Review: Goodbye Mr Mackenzie / The Filthy Tongues, Liquid Room

Late December is a time for looking back on the past and making plans for the future. As Goodbye Mr Mackenzie wrap up their 2019 comeback tour with a wonderful romp through 16 of their finest songs from their days of yore, it’s uncertain if they’ll choose to do so again. However, the future is in good hands with the Filthy Tongues, the opening band and musical vehicle for three of the Mackenzies, both bands’ main songwriter and vocalist Martin Metcalfe, rock solid bassist Fin Wilson and expressive drummer Derek Kelly.

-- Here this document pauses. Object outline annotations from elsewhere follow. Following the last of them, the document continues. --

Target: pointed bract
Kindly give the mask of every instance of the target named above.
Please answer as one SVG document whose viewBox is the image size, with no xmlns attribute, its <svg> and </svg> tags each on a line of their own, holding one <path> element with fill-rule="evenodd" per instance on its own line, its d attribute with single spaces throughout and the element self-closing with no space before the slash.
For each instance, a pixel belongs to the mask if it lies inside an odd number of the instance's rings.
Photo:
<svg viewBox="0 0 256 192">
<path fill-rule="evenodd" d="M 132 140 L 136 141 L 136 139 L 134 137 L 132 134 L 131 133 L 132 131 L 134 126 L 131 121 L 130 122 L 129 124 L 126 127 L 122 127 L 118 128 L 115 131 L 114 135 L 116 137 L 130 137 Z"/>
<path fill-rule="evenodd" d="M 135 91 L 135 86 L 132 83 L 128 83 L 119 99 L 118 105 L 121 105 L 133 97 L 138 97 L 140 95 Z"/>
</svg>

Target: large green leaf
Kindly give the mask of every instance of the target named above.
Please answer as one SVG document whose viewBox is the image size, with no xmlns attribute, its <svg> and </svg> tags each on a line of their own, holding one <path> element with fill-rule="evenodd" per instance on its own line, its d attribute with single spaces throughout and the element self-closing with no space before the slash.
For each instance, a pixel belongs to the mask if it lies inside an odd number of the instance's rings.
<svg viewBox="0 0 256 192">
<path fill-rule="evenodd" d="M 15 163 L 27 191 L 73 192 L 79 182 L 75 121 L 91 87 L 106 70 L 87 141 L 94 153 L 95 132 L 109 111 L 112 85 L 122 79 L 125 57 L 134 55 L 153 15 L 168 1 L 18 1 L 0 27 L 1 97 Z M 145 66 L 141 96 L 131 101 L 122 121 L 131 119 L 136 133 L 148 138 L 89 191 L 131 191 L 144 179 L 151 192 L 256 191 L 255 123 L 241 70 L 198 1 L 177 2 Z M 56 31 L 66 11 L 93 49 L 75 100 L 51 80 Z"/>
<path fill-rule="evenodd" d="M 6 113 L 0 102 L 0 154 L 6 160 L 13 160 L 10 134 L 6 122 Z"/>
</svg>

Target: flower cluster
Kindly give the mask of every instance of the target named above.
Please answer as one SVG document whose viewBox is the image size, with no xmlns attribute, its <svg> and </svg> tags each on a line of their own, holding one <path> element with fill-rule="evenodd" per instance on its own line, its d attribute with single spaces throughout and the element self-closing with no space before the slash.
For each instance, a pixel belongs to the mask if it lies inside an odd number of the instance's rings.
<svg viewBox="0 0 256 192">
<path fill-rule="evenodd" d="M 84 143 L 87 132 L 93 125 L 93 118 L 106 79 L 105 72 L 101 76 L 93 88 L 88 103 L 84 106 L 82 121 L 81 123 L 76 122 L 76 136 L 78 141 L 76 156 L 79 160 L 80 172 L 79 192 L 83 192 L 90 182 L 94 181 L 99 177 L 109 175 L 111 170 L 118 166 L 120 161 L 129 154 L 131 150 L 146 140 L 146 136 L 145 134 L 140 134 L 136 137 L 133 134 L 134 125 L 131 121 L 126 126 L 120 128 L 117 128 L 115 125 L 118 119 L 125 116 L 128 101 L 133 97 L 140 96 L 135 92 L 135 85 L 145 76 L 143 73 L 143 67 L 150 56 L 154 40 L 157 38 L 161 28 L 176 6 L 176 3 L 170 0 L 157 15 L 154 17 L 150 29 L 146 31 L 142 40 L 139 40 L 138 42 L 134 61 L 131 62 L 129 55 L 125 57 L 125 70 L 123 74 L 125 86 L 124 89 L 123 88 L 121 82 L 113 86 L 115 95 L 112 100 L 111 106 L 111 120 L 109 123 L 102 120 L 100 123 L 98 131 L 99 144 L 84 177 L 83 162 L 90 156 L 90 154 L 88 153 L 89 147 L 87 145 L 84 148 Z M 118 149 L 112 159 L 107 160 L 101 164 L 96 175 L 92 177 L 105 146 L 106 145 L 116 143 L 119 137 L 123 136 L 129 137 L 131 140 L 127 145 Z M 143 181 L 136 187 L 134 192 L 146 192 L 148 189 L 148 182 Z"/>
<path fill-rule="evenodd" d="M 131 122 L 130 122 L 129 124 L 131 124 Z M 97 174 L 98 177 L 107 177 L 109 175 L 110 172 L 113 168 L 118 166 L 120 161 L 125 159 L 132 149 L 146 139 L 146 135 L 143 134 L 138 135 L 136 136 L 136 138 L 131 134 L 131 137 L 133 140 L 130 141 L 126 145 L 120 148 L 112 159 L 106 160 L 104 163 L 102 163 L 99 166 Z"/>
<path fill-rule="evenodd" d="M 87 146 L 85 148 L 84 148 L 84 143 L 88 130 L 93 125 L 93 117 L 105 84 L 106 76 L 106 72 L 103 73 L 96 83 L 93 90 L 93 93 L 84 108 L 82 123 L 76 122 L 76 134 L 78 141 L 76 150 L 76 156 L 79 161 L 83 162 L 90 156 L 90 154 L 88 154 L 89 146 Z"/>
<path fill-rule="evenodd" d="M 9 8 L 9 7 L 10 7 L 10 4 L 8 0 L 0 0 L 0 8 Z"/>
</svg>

The Filthy Tongues are a darker beast than the Mackenzies, with fewer of the pop sensibilities than the previous band, but much more texture and eerie atmospherics, as well as biblical overtones to match Metcalfe’s apocalyptic preacher persona. In an all-too-brief set ranging through songs from their two brilliant LPs to date, the Tongues go from the juddering stomp of Burn You Up to the angular Take It, the Old Testament wrath of Jacob’s Ladder to the motorik propulsion of Money Can’t Drive. Their sound is given full flesh by the five-piece lineup and warmly received by the crowd, most of whom have arrived early to see this incarnation of Metcalfe, Wilson and Kelly. It’s music deserving of a much wider audience, but judging from the reception to the killer 40-minute set at the Liquid Room there’s a lot of new converts to their cause. “I hope you like the headline band,” Metcalfe jokes, “I’ve heard they’re not bad.”

As the Mackenzies take to the stage they’re given a rousing welcome, none more so than guitarist Big John Duncan, whose career stretches back to the heady days of punk primacy in The Exploited. Big John has had some medical issues of late, and enters the stage with two crutches held aloft in greeting before taking a seat on a stool from which he issues forth immaculate guitar parts. They begin with the anthemic Jezebel, and it’s clear that the band are in fine form, as is the capacity crowd.Metcalfe remarks that he’s seen many of the faces in the crowd at all the previous Mackenzie reunion shows.”Are you not overdosing on this stuff?” he asks. “Or are you building a tolerance?”

They move from their self-titled single to the title track of their landmark album Good Deeds and Dirty Rags, detouring via a cover of 80s Edinburgh cult band the Shop Assistants’ Something To Do. By the time they hit the upbeat Open Your Arms, the crowd is in full singalong mode, many of them knowing every word to every song. It’s a wonderfully communal atmosphere, topped off with their undisputed classic The Rattler. The band exit the stage after a little over an hour, but there’s no way they’re being let off the hook by this audience.

“Youse are all c***s!” yells Big John in jest as the band return to the stage for three encore songs. “Youse made me walk down those stairs and back up the again!”

He takes lead vocal for the punk blues of The Way I Walk, and it’s followed with Goodwill City, one of several acutely observed numbers Metcalfe has written about Edinburgh. An unplanned Now We Are Married ends the night, and none of the fans were left with any questions about their complete devotion to the Mackenzies. Metcalfe remains on stage for another minute or two, leading the crowd in a vocal rendition and singalong of a few lines from The Rattler. It’s a lovely end to what could prove to be the Mackenzies’ last ever gig, but let’s hope not. In any event, the Filthy Tongues have another album in the works so there’s no chance of Metcalfe and his musical brethren staying silent for long.